The Diary of an Anonymous Architect #4
The fourth in a new series about the day-to-day travails of an embattled practitioner. This week: Planning Appeal
It’s a mystery, it’s a mystery………. Toyah/Keith Hale
Early morning rain, clouds. Could be a silver lining – we’re off to meet the planners.
But planning has changed, or is it just us? It seems near impossible to get to meet a planner these days. We’ve always liked planners - a collaboration that can bring out the best in a project. When it’s good it’s very good - someone on the inside of the process working for the same outcome as us on the outside – like having a fifth Beatle.
One authority no longer allows us to speak to their planner
Pre-application, or any, advice is hard to come by. One authority no longer allows us to speak to their planners. We have to email – asking a planner to call back, please. They don’t seem to like it either.
Two other recent innovations seem equally unappealing.
The duty planner. Caveats usually make this service of doubtful benefit –’this isn’t my area; this is informal advice; if you want proper advice make an application’ etc, etc.
Or, try the pre-application letter. Yes there’s a charge – anything from £30 to £120 and rising – and a timescale – anything (most recently) up to six weeks. So that’s almost a planning application then.
Even planning applications seem to be under threat. One client working with others outside our area submitted an application. The planners decided, on decision day, to return the application and the fee. They didn’t want to accept it – inconvenient to have to approve it apparently. I’ve never seen that move before – maybe living a sheltered life…..
Another client considering a large development that will create many, many jobs and change the fortunes of the district has been told he can have pre-app planning meetings at £500 a go. Other authorities want more and this presumably related to the tuition fees argument……
Another authority accepted our application. Long before decision day the planners agreed to support the application but with some changes. So withdraw the app and resubmit for a ‘free go’. But no, the application so differed from the original, at their request, they decided to treat it as a new application……with a new fee. And they interpreted their guidance to double the fee due, an extra cost of several thousands. We resisted but after many fruitless attempts accepted our clients’ increasingly frustrated demands for a meeting - with the duty planner! But what a shock. No caveats, straightforward advice and our argument on the fee accepted - ‘the fee should be lower’ - he would take it up in the department. Weeks went by, the planners eventually wrote to say they would only accept the application with the higher fee.

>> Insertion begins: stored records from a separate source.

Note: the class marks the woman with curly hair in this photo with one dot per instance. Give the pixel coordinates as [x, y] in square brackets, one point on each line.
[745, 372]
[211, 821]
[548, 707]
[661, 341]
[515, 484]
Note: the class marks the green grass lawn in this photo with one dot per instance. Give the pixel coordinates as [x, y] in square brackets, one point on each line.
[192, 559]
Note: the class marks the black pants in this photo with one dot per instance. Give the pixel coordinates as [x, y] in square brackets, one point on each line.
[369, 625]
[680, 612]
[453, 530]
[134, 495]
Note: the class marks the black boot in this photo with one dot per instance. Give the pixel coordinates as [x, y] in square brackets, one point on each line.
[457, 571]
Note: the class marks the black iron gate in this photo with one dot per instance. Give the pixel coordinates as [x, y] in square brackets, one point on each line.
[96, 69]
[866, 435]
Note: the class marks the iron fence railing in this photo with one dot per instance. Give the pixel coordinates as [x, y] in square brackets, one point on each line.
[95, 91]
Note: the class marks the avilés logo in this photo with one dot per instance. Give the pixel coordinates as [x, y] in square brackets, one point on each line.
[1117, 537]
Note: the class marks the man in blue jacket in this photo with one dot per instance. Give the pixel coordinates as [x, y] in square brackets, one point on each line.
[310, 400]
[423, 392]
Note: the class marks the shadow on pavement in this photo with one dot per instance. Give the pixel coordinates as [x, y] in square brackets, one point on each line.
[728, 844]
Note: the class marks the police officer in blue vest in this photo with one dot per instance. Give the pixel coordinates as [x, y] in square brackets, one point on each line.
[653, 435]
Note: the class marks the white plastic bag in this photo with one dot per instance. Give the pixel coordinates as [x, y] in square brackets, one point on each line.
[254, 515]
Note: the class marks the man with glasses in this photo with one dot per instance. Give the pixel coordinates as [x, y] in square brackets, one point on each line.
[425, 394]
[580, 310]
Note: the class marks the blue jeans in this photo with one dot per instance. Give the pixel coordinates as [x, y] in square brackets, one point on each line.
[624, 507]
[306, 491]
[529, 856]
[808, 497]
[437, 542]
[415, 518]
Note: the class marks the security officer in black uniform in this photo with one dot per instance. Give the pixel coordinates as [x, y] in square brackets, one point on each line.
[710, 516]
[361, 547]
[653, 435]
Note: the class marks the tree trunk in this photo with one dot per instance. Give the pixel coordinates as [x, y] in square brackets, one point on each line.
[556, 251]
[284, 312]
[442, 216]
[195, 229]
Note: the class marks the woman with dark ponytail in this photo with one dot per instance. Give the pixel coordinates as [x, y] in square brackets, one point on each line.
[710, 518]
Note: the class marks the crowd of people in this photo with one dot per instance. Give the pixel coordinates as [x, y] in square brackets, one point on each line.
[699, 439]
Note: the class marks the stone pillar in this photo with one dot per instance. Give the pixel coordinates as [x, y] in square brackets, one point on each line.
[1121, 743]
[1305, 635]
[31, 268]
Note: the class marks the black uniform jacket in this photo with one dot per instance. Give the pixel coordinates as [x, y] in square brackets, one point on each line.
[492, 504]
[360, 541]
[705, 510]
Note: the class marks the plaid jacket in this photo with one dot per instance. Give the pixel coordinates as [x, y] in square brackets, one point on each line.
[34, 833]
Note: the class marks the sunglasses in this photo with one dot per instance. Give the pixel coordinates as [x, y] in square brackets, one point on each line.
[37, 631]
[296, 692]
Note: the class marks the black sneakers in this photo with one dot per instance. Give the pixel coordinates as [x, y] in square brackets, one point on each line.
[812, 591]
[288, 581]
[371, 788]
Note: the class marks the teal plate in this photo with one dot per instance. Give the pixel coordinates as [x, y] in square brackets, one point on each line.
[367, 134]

And the most helpful duty planner? He’d been retired…….
Surely the present hiatus allows time for some radical planning not seeking ways to exploit what customers they have to swell their coffers? The future of shopping, housing, employment, recreation and the settlements that support them all seem in need of inspiration. That could get our threatened planners out of bed in the morning instead of another hour of dreamless sleep……yeah, yeah, yeah, yeah!